Aşağıdaki Platon alıntısı da birisi tarafından Facebook’a konmuş:
“Demokrasi bir eğitim işidir. Eğitimsiz kitlelerle demokrasiye geçilirse oligarşi olur. Devam edilirse demagoglar türer. Demagoglardan da diktatörler çıkar.”
Bu da Facebook’ta adının önüne devlet tabelası takmış birinin dostlarıyla sohbetinden:
“...herkes kabullenmiş koyunluğu hayırlı olsun iyi yemlenmeler afiyet olsun sizlere bu farklılık yakışır.”
Bu ise seçim gününün gece yarısı, sonuçlar belli olduktan hemen sonra bana yollanmış bir okur mailinden:
“O çok övdüğünüz demokrasinin, koyunların kendilerini mezbahaya götürecekçobanı seçme özgürlüğü olduğunu hiç düşündünüz mü?”
Facebook, Twitter gibi alanlarda, gazetelerde köşe yazılarının altına yazılmış okur yorumlarında yukarıdakilere benzer yüzlerce (Abartmıyorum: Yüzlerce) örnek bulup aktarabilirim. Kuşkusuz bunu bizzat kendiniz de yapabilirsiniz...
Bugün 4 Kasım 2015 ve Türkiye’de, belli kesimlerde bir siyasal rejim olarak demokrasiye derin bir güvensizlik, hatta “demokrasinin reddi”ni savunan görüşler kol gezmekte.
Bu güvensizliğin ya da açıkça demokrasi reddinin Platon’u tanık göstermesi şaşırtıcı değil. Mülk sahibi ve erkek yurttaşlarla sınırlı eski Yunan demokrasisinde Platon o sınırlı demokrasiyi bile değil, “seçkinler yönetimi”ni savunur.
Seçkinler, yani eğitimli, beğenileri incelmiş, kültürlü ve varsıl yurttaşlar...

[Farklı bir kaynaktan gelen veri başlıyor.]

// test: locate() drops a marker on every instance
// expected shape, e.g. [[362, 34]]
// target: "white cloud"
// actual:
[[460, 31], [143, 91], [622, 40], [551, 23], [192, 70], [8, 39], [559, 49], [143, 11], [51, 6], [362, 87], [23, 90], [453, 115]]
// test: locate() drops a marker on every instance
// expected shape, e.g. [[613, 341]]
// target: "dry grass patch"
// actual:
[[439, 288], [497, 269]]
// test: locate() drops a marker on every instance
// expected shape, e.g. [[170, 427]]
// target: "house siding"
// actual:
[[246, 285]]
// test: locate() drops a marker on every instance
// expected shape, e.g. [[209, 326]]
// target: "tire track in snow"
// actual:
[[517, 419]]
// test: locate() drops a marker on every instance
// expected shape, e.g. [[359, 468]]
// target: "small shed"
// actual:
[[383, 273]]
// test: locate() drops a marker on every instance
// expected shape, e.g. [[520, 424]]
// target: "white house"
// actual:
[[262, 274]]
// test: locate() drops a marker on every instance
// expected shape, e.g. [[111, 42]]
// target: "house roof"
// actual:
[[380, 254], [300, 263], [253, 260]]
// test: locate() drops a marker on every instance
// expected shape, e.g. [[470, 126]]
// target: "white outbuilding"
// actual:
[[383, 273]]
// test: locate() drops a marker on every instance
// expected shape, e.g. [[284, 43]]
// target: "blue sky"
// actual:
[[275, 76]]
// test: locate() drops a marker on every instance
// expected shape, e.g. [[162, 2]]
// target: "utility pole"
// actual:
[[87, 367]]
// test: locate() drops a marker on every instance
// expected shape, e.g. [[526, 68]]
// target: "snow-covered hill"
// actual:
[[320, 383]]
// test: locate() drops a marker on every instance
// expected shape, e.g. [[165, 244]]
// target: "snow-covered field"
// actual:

Demokrasiyi, çoğunluğun siyasal temsilcilerinin istediğini yapması, hiçbir ilkeye ve kurala bağlı olmaksızın ülkeyi yönetmeye kalkması olarak kavrayan parti iktidarlarının bir biçimde son bulmasından sonra (ki bu ülkemizde genellikle o rejimleri mumla aratacak askeri darbelerle olur) böylesi seçkinci yönetim anlayış ve arayışları kabarır.